Bernie Sanders Vs. Hillary Clinton: Higher Education


Hillary Clinton can’t find much to attack Bernie Sanders about, but if she can find something and make it stick, she will. In her most recent appearance, Clinton went after Bernie Sanders’s higher education plan, which she ridiculed. In a tweet to her followers recently, she noted that taxpayers should not be paying for Donald Trump’s children to go to college.

This, of course, is a sore spot for many. If tax payers must fund an education for everyone, it also includes the rich. However, this kind of logic doesn’t hold much water under scrutiny. After all, Donald Trump is a very wealthy man, and if he paid his fair share of taxes (as he would under Bernie Sanders) he would also contribute to the higher education tax plan.

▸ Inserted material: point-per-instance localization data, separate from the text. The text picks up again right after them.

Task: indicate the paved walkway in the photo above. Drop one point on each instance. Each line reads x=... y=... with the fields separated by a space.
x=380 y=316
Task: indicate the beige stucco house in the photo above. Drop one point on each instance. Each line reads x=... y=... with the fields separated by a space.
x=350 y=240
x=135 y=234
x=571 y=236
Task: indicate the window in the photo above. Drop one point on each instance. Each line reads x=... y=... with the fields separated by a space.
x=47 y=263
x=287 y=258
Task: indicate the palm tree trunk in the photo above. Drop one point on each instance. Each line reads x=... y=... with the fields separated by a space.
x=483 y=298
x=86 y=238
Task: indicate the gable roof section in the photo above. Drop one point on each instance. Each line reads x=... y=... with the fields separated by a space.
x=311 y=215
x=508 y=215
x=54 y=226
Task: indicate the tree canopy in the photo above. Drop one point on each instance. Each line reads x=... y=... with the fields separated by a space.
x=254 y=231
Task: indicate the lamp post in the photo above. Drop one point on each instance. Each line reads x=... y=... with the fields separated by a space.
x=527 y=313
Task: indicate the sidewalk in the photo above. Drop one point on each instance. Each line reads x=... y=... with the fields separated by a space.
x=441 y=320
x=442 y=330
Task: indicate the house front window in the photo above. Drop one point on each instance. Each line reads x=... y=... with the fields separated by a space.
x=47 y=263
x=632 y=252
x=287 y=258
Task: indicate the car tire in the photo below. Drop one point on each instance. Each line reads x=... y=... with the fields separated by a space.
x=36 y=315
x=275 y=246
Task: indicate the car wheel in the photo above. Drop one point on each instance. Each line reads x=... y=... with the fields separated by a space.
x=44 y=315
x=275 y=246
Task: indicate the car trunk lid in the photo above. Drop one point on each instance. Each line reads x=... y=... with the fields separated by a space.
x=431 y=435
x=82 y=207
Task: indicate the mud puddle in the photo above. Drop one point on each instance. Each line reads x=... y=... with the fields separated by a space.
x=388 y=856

As senator, Bernie Sanders has proposed taxes on Wall Street that would help cover a single payer health care system as well as to fund higher education for all.

This legislation is offset by imposing a Wall Street speculation fee on investment houses, hedge funds, and other speculators of 0.5 percent (50 cents for every $100 worth of stock), a 0.1 percent fee on bonds, and a 0.005 percent fee on derivatives.

Bernie Sanders himself has added during the debates that higher education does include trade schools because not everyone wants a 2-or even a 4-year degree.

So, what is Hillary’s plan vs. Bernie Sanders’ plan?

According to her campaign website, Clinton claims college costs won’t be a barrier, and her first bullet point claims community college students will receive free tuition. The next bullet point, however, directly contradicts this by pointing out the student will work 10 hours per week, the proceeds of which will go directly toward their tuition. The next bullet point advises that “families will do their part by making an affordable and realistic family contribution.”

There is nothing about using taxpayer or corporate income taxes to fund tuition; instead, Hillary Clinton puts the burden squarely on the student and the student’s family. Adding further insult to injury, Clinton’s plan does not calculate the use of Pell Grants in tuition costs. Instead, these grants will be used for living expenses.

Under Hillary Clinton’s plan, she will allow students to refinance their loans and cut interest rates. Bernie Sanders’s plan will also allow for refinancing current loans to lower interest rates to make paying back current debt easier.

By contrast, Bernie Sanders offers a plan that would permit students to attend college without having to pay for tuition or apply for grants. According to his website, Sanders’s plan would be fully paid for by taxing Wall Street speculators. He notes this is a similar tax to those imposed in many European countries that offer a tuition-free college education. Such countries include Germany, France, Switzerland, and even China.

“If the taxpayers of this country could bailout Wall Street in 2008, we can make public colleges and universities tuition free and debt free throughout the country.”

Considering the source of many student loans, Bernie Sanders’s plan would keep the federal government from making a profit off of college students and their families. According to his campaign website, the federal government currently makes $110 billion in profits from its student loan programs.

Hillary Clinton’s plan is merely a continuation of a financial burden that many middle class and low-income families may not be able to afford. However, wealthy families will have no issue in paying for these expenses because they already have more money to spare. Likewise, wealthy families should have no issue with bearing a moderate increase in taxes in order to fund higher education for their children and for other people’s children, as well.

In the end, a slight tax increase is much cheaper than a student carrying hundreds of thousands of dollars in debt, which is still what Hillary Clinton’s plan would allow. Bernie Sanders, on the other hand, is proposing a more sensible plan based on successful higher education programs already in place.

It is time to invest in the future, and the way to do that is to relieve the burden of crushing student debt and adopt a free college tuition plan, as Bernie Sanders has proposed.